Alternatively, it seems the root of the problem is that all the different versions of Android don't have enough commonality for compatibility. I have apps which were originally written for Win95 and continue to work on Win10. Microsoft hasn't always made great decisions, particularly recently, but seeing a single small binary run unchanged over 20+ years of platform differences is something that IMHO other companies can learn much from.

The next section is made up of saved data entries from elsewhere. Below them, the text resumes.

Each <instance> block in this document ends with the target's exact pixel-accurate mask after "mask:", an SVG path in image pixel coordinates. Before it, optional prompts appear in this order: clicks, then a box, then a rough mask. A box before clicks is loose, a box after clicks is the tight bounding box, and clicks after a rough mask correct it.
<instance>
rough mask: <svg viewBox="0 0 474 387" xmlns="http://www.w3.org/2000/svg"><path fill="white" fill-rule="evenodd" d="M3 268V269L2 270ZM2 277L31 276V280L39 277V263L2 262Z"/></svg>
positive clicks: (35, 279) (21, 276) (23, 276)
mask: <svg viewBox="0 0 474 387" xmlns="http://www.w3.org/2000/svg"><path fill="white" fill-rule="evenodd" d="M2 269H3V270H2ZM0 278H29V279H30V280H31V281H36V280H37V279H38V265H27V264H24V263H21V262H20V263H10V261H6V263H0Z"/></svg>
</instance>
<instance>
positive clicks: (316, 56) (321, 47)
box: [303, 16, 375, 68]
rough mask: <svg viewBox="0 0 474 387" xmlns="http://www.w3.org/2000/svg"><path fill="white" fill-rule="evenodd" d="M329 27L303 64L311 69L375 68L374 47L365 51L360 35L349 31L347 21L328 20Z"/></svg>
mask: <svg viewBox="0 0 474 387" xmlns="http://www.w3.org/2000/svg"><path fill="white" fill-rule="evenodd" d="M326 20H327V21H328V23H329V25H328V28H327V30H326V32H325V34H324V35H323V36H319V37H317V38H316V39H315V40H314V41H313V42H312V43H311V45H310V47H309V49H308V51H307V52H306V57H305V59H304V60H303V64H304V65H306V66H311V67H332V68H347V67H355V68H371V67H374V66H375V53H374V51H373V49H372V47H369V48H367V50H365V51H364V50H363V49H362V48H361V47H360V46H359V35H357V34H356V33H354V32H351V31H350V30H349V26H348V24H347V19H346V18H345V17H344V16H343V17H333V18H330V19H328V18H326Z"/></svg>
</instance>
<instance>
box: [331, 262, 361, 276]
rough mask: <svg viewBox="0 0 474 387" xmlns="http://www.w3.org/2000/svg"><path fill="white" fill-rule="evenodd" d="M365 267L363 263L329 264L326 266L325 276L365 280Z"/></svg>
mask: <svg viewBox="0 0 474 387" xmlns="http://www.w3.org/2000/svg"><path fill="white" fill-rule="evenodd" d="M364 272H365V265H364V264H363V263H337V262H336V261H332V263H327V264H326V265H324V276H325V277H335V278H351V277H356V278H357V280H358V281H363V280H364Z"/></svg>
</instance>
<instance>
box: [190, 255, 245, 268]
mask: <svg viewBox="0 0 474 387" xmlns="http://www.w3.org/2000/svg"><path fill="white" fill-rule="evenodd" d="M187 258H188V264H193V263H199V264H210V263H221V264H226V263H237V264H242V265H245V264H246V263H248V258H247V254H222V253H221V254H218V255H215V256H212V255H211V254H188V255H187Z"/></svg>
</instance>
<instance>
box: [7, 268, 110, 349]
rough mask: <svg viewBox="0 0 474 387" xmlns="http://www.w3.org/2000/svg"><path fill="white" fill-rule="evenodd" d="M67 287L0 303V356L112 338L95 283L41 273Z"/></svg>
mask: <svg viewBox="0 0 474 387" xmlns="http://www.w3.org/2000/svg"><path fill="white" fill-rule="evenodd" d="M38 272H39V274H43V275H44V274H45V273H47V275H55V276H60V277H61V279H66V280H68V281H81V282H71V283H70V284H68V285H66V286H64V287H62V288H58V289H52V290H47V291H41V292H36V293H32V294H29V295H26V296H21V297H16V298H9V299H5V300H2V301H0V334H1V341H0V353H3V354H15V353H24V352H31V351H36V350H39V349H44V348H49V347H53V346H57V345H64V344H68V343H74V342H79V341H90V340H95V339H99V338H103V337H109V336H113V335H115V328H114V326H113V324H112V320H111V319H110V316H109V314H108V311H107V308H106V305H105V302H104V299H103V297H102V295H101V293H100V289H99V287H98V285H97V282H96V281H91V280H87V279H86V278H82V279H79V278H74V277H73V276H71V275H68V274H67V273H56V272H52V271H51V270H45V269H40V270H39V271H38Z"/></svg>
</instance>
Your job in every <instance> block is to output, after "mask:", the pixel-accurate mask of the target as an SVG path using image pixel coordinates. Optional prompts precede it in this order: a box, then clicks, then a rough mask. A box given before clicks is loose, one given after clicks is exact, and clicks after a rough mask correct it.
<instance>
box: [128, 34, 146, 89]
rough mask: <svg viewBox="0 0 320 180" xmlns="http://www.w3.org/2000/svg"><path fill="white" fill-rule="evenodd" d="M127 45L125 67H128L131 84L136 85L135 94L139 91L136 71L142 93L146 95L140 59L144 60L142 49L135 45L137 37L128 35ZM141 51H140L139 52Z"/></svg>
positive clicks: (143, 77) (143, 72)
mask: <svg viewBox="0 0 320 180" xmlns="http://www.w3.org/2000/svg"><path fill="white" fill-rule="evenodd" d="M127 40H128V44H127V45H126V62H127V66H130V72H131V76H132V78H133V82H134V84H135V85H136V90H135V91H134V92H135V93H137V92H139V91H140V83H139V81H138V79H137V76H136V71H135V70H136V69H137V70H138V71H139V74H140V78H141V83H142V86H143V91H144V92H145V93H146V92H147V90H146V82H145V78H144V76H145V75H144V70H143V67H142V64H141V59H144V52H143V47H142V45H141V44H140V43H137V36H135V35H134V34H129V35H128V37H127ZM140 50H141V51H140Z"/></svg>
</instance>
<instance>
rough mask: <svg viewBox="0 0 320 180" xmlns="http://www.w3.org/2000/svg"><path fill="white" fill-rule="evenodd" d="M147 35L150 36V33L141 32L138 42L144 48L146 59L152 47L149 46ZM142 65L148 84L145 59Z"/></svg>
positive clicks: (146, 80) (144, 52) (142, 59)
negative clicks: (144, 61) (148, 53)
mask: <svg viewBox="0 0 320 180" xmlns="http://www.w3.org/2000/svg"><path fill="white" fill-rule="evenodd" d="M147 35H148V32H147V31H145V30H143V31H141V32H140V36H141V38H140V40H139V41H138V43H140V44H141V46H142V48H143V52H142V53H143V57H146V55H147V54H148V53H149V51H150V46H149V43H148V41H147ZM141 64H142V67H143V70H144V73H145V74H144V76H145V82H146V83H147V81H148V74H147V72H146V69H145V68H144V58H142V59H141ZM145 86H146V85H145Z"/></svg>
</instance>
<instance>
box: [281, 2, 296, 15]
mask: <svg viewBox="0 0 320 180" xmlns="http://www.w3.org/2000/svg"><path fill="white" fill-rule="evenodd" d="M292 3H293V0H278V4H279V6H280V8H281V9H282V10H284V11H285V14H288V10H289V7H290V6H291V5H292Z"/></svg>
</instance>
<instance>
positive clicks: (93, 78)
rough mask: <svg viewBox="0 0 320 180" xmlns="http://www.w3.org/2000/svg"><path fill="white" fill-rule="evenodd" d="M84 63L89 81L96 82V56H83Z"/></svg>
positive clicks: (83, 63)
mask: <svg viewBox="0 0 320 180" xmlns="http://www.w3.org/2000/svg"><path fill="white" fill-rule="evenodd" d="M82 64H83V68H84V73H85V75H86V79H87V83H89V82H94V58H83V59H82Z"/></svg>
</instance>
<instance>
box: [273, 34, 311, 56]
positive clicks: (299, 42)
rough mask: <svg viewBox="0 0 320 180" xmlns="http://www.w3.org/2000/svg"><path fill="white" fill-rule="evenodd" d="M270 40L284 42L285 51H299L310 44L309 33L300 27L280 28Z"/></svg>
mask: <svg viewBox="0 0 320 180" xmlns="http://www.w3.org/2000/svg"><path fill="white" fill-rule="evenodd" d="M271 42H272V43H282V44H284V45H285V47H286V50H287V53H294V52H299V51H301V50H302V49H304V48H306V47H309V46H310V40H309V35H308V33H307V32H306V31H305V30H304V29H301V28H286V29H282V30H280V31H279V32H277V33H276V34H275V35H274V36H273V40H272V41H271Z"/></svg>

(I know Android devices, despite mostly being ARM, cover a wider range of architectures... but isn't that what basing everything on Java was supposed to solve?)

2 comments

I don't really see a difference. Android's API changes are almost always backwards compatible. There are a few exceptions, like AudioManager.setRouting (now a no-op), but they're very rare. For the most part, apps built for for early versions of Android still work fine on modern devices.

The support libraries which the parent referred to are optional utilities. They're often the most convenient way to implement something like a snackbar (https://material.io/guidelines/components/snackbars-toasts.h...), but they're by no means required. Just like on the Windows side, WPF is probably the most convenient way to create a ribbon, but you could build your own with the old win32 APIs if you wanted to, or just not use ribbons.

Not everyone is on the same version of Chrome either. It works out just fine. If you want a feature that the user's version of Chrome doesn't have, you detect that and inform the user.